Introduction

Introduction


This study aims to systematically investigate the dissemination mechanisms and socio-psychological impacts of online rumors through computational social science methods, focusing on COVID-19-related misinformation as a case study.

The research seeks to uncover how misinformation cascades differ functionally and affectively from factual corrections by analyzing structural propagation patterns, linguistic strategies, and sentiment dynamics.

The ultimate goal is to generate actionable insights for three critical applications:

  • Early detection of high-risk misinformation cascades through network topology signatures;
  • Optimization of fact-checking interventions via emotion-aware rebuttals that neutralize anxiety-inducing narratives;
  • Improve platform content moderation systems by integrating propagation pattern recognition algorithms to prioritize multi-hub diffusion clusters.
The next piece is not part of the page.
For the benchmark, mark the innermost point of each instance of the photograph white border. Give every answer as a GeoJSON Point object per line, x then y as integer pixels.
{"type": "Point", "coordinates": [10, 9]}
Acknowledgement of Dataset Source:
This dataset was constructed using the Weibo API, encompassing data collected from November 2019 to March 2022. It includes 4,184 source posts and a total of 961,975 microblogs with corresponding retweets and comments, fully recording the dissemination cascades of each source post along with the authors’ user profiles. True news items were verified using official accounts, rumor-refuting posts provided by the Weibo Community Management Center, and the China Internet Joint Rumor Debunking Platform, whereas misinformation was identified via the Weibo Community Management Center’s reporting service. The dataset comprises 1,407 true news items and 768 pieces of misinformation related to COVID-19, with microblog content encoded using a TF-IDF vectorization of the top 5,000 words.